The current sacristan of the main church of the diocese of Barcelona, ​​Rafael Ramos, remembers that the arrival of the saint was reported as a historical event. “That celebration to receive Saint Celestine was with the patrons, Saint Christopher and Saint Eulalia, and they received them on the banks of the Neverí, on what is today the Bolívar Bridge,” he described.

He explained that it was done on a smaller boat, because the ship that transported him from Puerto Rico was very large and he was received by civil, military and religious authorities. Church documents reveal that they took him in a procession to the cathedral, which received these relics from Pope Pius VI as a gift for having been the first consecrated church in Latin America.


For 247 years, devotees from Barcelona and other states have honored him in the chapel dedicated to the saint in the cathedral, where he has received thousands of offerings in gratitude for favors granted.

Of these manifestations of faith, Ramos remembers how the students wrote on the walls of the chapel to ask for his intervention, writings that occupied about 4 meters in length.

“That beautiful story” with the people of Barcelona begins when the body of the martyr arrives, “who was at the service of the Roman Empire, but when he meets Christ he converts, changes and does not mind suffering terrible suffering.”

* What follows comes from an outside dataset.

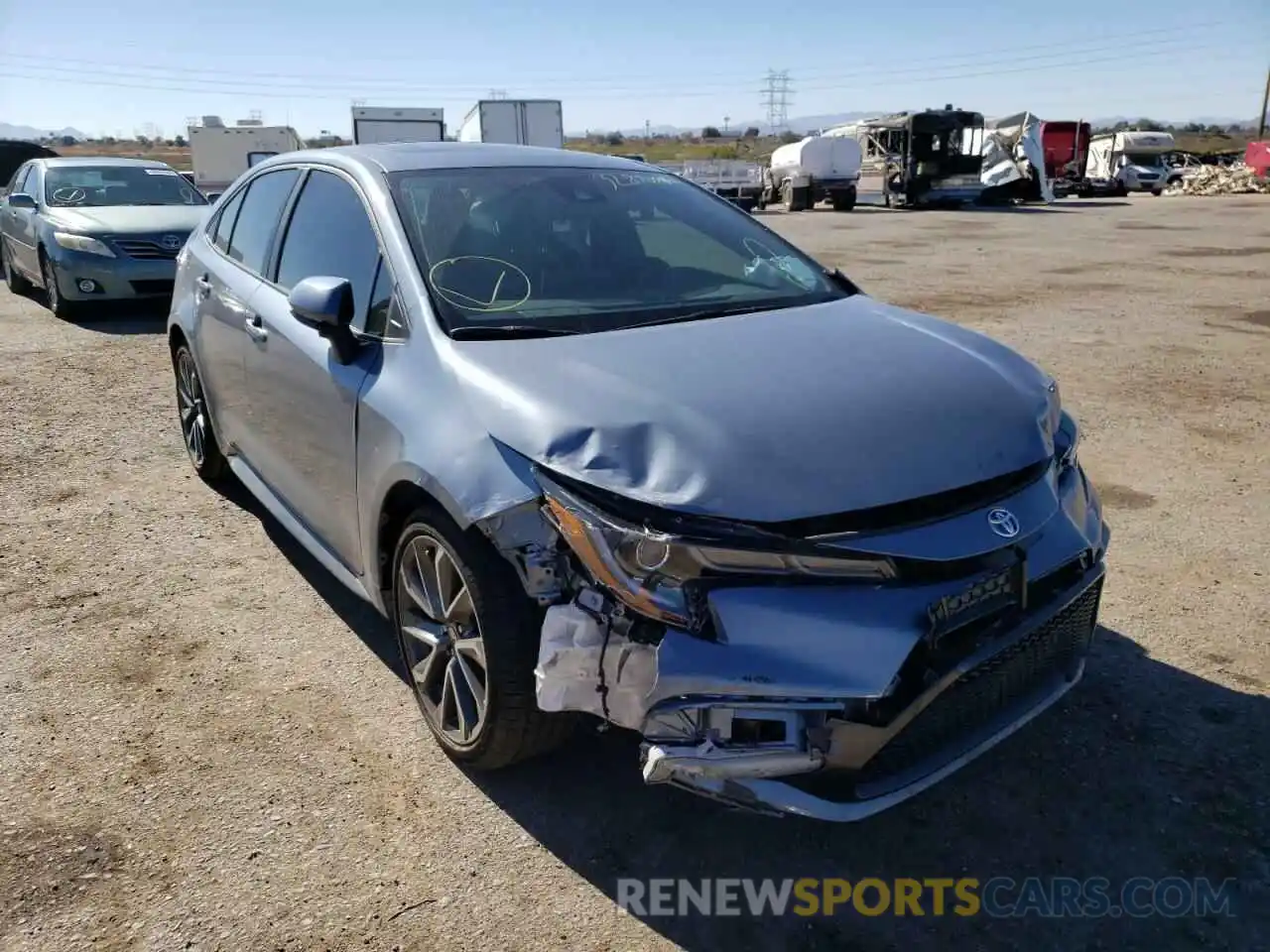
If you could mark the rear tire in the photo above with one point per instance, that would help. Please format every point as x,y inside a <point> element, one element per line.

Remember historical references which reveal that Saint Celestine bled to death, after having been tortured in a cell, on the same day and at the same time that Christ had done 250 years before. Those who go to the cathedral, the first thing they do is ask where Saint Celestine is. “They come from other states, even other countries. “They are families who live abroad and have come to pay promises.”

Ramos affirms that every day he sees many faithful who come to express gratitude and special affection to the so-called defender of truth and soldier of Christ. He confirms that the cult of the holy martyr is rooted in the people of Barcelona, ​​and that his reliquary is part of the historical, religious and tourist attractions of Barcelona.

The cathedral, converted into a sanctuary of Saint Celestine, is visited every day by those who thank and ask favors from the patron, in front of his body that remains incorruptible, displayed in a glass and wood urn, built in Rome in the baroque style.

The leyends

Barcelona, ​​a colonial city, is also the bearer of legends about the soldier of Christ, fueling the attraction of having the complete body of a saint in the cathedral. The most famous says that Saint Celestine moved one knee and that day he trembled, although few specify the date, they affirm that it was in 1967, when an earthquake hit Caracas with repercussions in the regions.

Another myth is that the body of his patron cannot leave the church, without his consent, because “there will be conflicts and fights, because he was a soldier,” this is what her grandmother told María Hernández. The story has also been woven that the Roman soldier is seen protecting the cathedral along Maturín, Bolívar and Juncal streets, in Barcelona. The parish administrator of the cathedral, priest Eloy García, points out that devotion to Saint Celestine has passed from generation to generation and today regains great importance.

“That has remained in the hearts of all the parishioners, both natives of Barcelona and other towns in the East.”